Compound is the default surface. Catalog footprint is ~1,500 tokens (about 12× smaller than granular), which keeps small models focused on the action choice instead of drowning in primitives. Same computer_20250124 shape Anthropic uses, so editor hosts already know how to drive it.

Toolbox

Actions

computer

screenshot, click, double_click, right_click, triple_click, hover, scroll, scroll_horizontal, drag, drag_path, type, key, wait

accessibility

read_tree, find, get_element, focused, invoke, focus, set_value, get_value, expand, collapse, toggle, select, state, list_children, wait_for

window

list, active, focus, maximize, minimize, restore, close, resize, list_displays, screen_size, open_app, open_file, open_url, switch_tab, navigate

system

clipboard_read, clipboard_write, system_time, ocr, undo, shortcuts_list, shortcuts_run, delegate, detect_webview, relaunch_with_cdp, app_guide, detect_app, classify_task, system_prompt

browser

connect, page_context, read_text, click, type, select_option, evaluate, wait_for, list_tabs, switch_tab, scroll

task

{instruction: string} — hand off the whole task to the built-in autonomous pipeline. No action enum. If your agent has its own brain, drive the other five toolboxes directly instead.

A typical turn:

computer({ action: "key", combo: "mod+s" })          // resolves to Cmd+S / Ctrl+S
accessibility({ action: "invoke", name: "Send" })
window({ action: "open_app", name: "Outlook" })
system({ action: "ocr" })                            // OS-level OCR, no LLM vision
task({ instruction: "open Notepad and type hello" }) // delegates to the pipeline

Quickstart

Sixty seconds from zero to a tool-calling agent on your desktop.

Pick your mode first:

Your situation

Use

Why

AI lives in your editor (Claude Code, Cursor, Windsurf, Zed)

clawdcursor mcp

stdio MCP server. You never run this yourself — the editor/MCP host spawns it on demand from its config (you just add the JSON below). No daemon, no port.

You're building an agent that runs unattended

clawdcursor agent

HTTP MCP daemon on 127.0.0.1:3847. Has its own LLM brain optionally configured via doctor.

Your agent has its own brain — you just want the tools as an HTTP endpoint

clawdcursor agent --no-llm

Same daemon, no built-in pipeline, no scheduler startup, no credential validation. Pure tool surface.

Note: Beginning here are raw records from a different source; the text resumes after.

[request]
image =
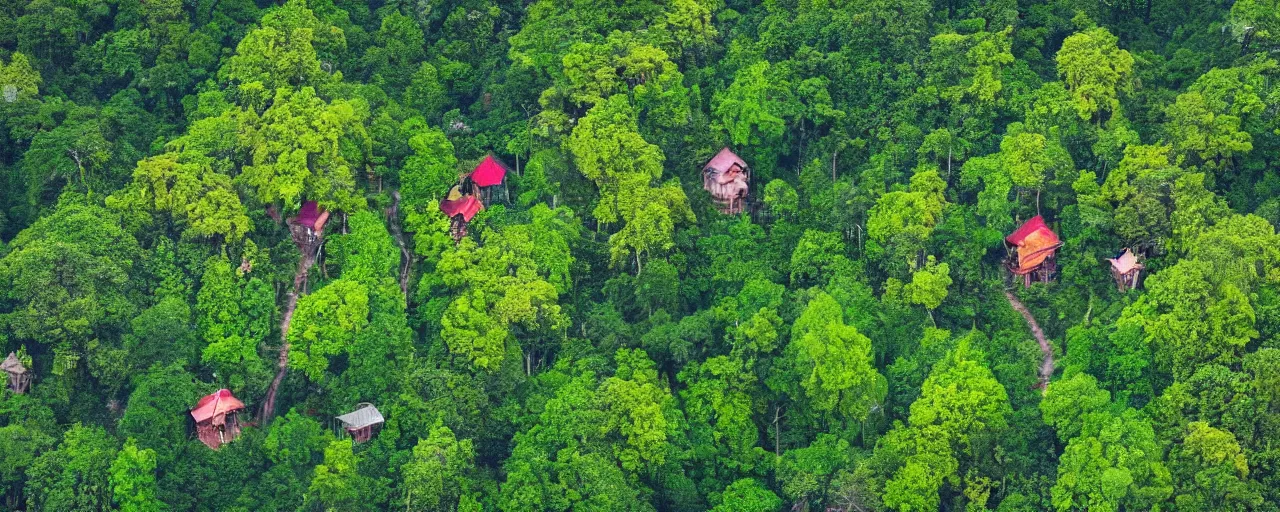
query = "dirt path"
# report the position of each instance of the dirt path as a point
(1047, 366)
(398, 233)
(291, 302)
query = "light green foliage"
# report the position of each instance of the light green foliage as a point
(74, 476)
(1111, 460)
(833, 362)
(905, 219)
(296, 150)
(1214, 471)
(1208, 120)
(68, 277)
(18, 80)
(632, 401)
(609, 151)
(325, 324)
(435, 476)
(432, 169)
(748, 496)
(749, 108)
(133, 480)
(928, 286)
(337, 484)
(1096, 71)
(286, 50)
(508, 282)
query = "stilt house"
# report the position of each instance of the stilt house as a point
(1032, 250)
(489, 174)
(461, 205)
(216, 421)
(307, 225)
(19, 379)
(1125, 269)
(362, 423)
(727, 178)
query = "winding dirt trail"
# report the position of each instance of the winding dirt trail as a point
(398, 234)
(291, 302)
(1047, 366)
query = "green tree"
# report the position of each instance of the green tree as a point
(133, 480)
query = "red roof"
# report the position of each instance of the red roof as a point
(723, 160)
(467, 206)
(488, 173)
(1032, 225)
(215, 405)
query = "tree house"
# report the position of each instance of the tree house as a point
(461, 204)
(362, 423)
(1032, 250)
(216, 421)
(1125, 269)
(19, 379)
(727, 178)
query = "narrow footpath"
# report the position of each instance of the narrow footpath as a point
(291, 302)
(1047, 366)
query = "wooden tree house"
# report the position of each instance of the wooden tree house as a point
(361, 424)
(461, 205)
(307, 225)
(1032, 250)
(19, 379)
(727, 178)
(1127, 270)
(489, 174)
(216, 421)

Simplest — any OS (now on npm):

npm i -g clawdcursor

Works as-is on Windows and Linux. On macOS, also run clawdcursor grant afterward to build the native helper (Accessibility + Screen Recording). The OS installer scripts below do this step for you.

Or one line per OS (clones the repo, builds, and handles the macOS native build automatically):

Windows (PowerShell):

powershell -c "irm https://clawdcursor.com/install.ps1 | iex"

macOS / Linux:

curl -fsSL https://clawdcursor.com/install.sh | bash

Then:

clawdcursor consent --accept   # one-time desktop-control consent (required)
clawdcursor doctor             # verify permissions + (optionally) configure an LLM provider
clawdcursor agent              # OR `clawdcursor mcp` — see the table above

The installer clones into ~/clawdcursor, runs npm install, builds, and npm links a global shim. Runtime state lives at ~/.clawdcursor/ (auth token, pidfiles, logs). It does not edit any agent host config — that step is below.

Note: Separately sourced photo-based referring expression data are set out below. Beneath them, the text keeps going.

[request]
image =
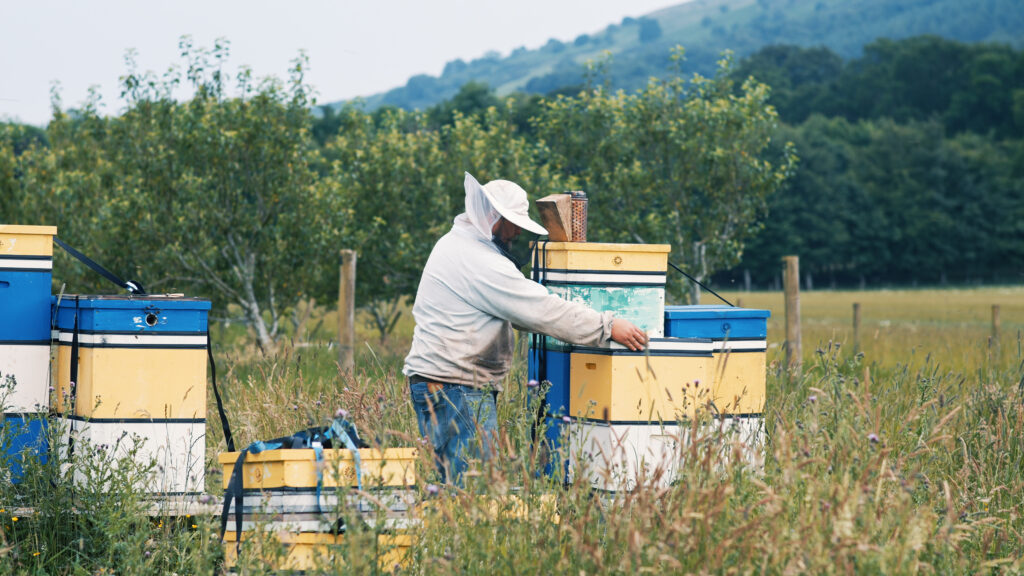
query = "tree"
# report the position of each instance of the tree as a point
(680, 162)
(221, 191)
(215, 196)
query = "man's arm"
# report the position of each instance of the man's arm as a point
(504, 292)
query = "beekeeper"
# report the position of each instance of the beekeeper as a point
(470, 296)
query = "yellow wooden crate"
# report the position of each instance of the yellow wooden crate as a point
(738, 382)
(132, 383)
(27, 241)
(311, 550)
(297, 468)
(670, 381)
(605, 257)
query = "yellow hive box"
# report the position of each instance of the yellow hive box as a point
(139, 358)
(297, 468)
(669, 381)
(311, 550)
(27, 241)
(740, 345)
(739, 378)
(129, 383)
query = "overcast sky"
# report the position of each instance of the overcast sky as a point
(354, 47)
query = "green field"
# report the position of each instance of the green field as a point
(904, 456)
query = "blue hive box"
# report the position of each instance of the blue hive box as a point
(139, 368)
(22, 437)
(739, 379)
(716, 322)
(26, 264)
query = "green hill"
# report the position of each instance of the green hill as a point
(640, 47)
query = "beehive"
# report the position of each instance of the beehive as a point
(667, 381)
(138, 368)
(26, 276)
(298, 468)
(282, 549)
(621, 456)
(626, 279)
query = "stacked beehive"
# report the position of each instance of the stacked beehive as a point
(305, 504)
(620, 411)
(132, 369)
(26, 273)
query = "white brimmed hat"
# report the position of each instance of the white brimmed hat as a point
(511, 202)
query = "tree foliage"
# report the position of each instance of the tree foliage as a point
(679, 162)
(215, 195)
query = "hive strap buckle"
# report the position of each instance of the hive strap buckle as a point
(316, 439)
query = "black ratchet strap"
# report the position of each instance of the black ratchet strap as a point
(132, 286)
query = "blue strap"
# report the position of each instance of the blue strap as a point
(338, 430)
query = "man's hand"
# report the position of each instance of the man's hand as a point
(628, 334)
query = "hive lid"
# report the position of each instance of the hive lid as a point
(602, 247)
(17, 229)
(164, 301)
(700, 312)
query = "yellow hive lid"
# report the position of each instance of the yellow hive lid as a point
(27, 230)
(603, 247)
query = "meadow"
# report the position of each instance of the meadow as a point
(900, 455)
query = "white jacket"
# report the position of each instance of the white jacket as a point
(470, 296)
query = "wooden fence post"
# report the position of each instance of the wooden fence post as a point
(346, 313)
(791, 282)
(856, 327)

Wire it into Claude Code, Cursor, Windsurf, or Zed:

// ~/.claude/settings.json  (or your editor's MCP config)
{
  "mcpServers": {
    "clawdcursor": {
      "command": "clawdcursor",
      "args": ["mcp", "--compact"]
    }
  }
}

That's it. Ask your agent to "open Outlook and reply to the latest email from Sarah" and watch it run.

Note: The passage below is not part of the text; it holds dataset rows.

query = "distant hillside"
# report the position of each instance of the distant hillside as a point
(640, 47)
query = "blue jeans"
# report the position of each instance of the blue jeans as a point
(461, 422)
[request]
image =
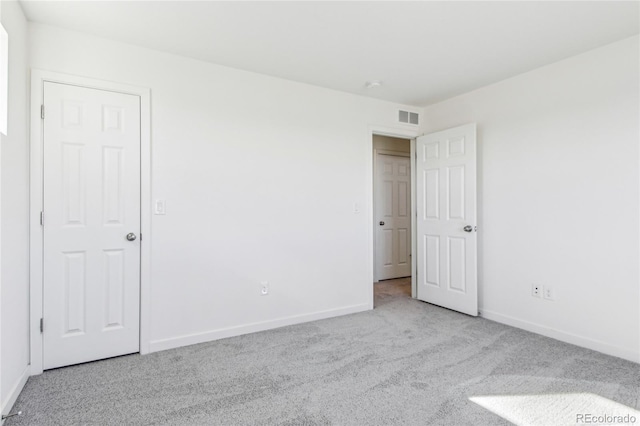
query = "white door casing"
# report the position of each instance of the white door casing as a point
(393, 216)
(91, 286)
(446, 219)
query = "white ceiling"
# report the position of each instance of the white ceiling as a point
(421, 51)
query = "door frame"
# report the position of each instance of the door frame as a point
(394, 132)
(376, 153)
(36, 190)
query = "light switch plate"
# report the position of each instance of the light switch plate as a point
(160, 207)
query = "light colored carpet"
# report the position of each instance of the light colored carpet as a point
(405, 362)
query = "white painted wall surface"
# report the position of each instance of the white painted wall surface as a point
(260, 176)
(14, 171)
(559, 196)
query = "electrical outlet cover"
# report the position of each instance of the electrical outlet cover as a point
(536, 290)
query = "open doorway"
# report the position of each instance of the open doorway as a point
(392, 208)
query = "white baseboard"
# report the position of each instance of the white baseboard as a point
(13, 394)
(207, 336)
(574, 339)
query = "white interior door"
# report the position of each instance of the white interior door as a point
(91, 204)
(393, 205)
(446, 219)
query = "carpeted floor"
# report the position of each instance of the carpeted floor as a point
(405, 362)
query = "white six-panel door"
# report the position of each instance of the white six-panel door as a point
(446, 219)
(91, 203)
(393, 219)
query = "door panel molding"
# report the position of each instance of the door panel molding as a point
(394, 269)
(396, 132)
(38, 78)
(447, 218)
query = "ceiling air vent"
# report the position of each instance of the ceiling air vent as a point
(408, 117)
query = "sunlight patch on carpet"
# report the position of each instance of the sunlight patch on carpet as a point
(559, 409)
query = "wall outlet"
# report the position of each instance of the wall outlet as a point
(536, 290)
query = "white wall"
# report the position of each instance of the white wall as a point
(260, 177)
(559, 189)
(14, 176)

Don't run clawdcursor mcp in a terminal yourself — your editor launches it automatically over stdio when it needs the server. The only commands you run by hand are the install, consent, and doctor steps above.

macOS: run clawdcursor grant to walk through Accessibility + Screen Recording permissions. Linux: install tesseract-ocr, python3-gi, gir1.2-atspi-2.0, and (Wayland only) ydotool or wtype.


Why Clawd Cursor

Most "let an agent use the computer" tools are browser-only, single-OS, or vision-only. Clawd Cursor is the cross-OS, accessibility-first, MCP-native one — with a single safety gate every call routes through.

Clawd Cursor

browser-use

Playwright

computer-use

Any desktop app, not just web

web only

web only

Cross-OS (Win + macOS + Linux)

runs in a sandbox

Accessibility-first, not pixel-only

✅ a11y → OCR → vision

DOM

DOM

vision only

Any model / vendor

not an agent

Claude only

MCP-native (one config, any host)

library

test framework

tool-use API

Single safety chokepoint

Local-only, no cloud required

screenshots → cloud

Two mechanisms the others don't have:

  • Cheapest-tier-first by design. Accessibility tree (free) → OCR (cheap) → screenshot (medium) → vision (expensive); the agent climbs only when it must, so token cost tracks task difficulty.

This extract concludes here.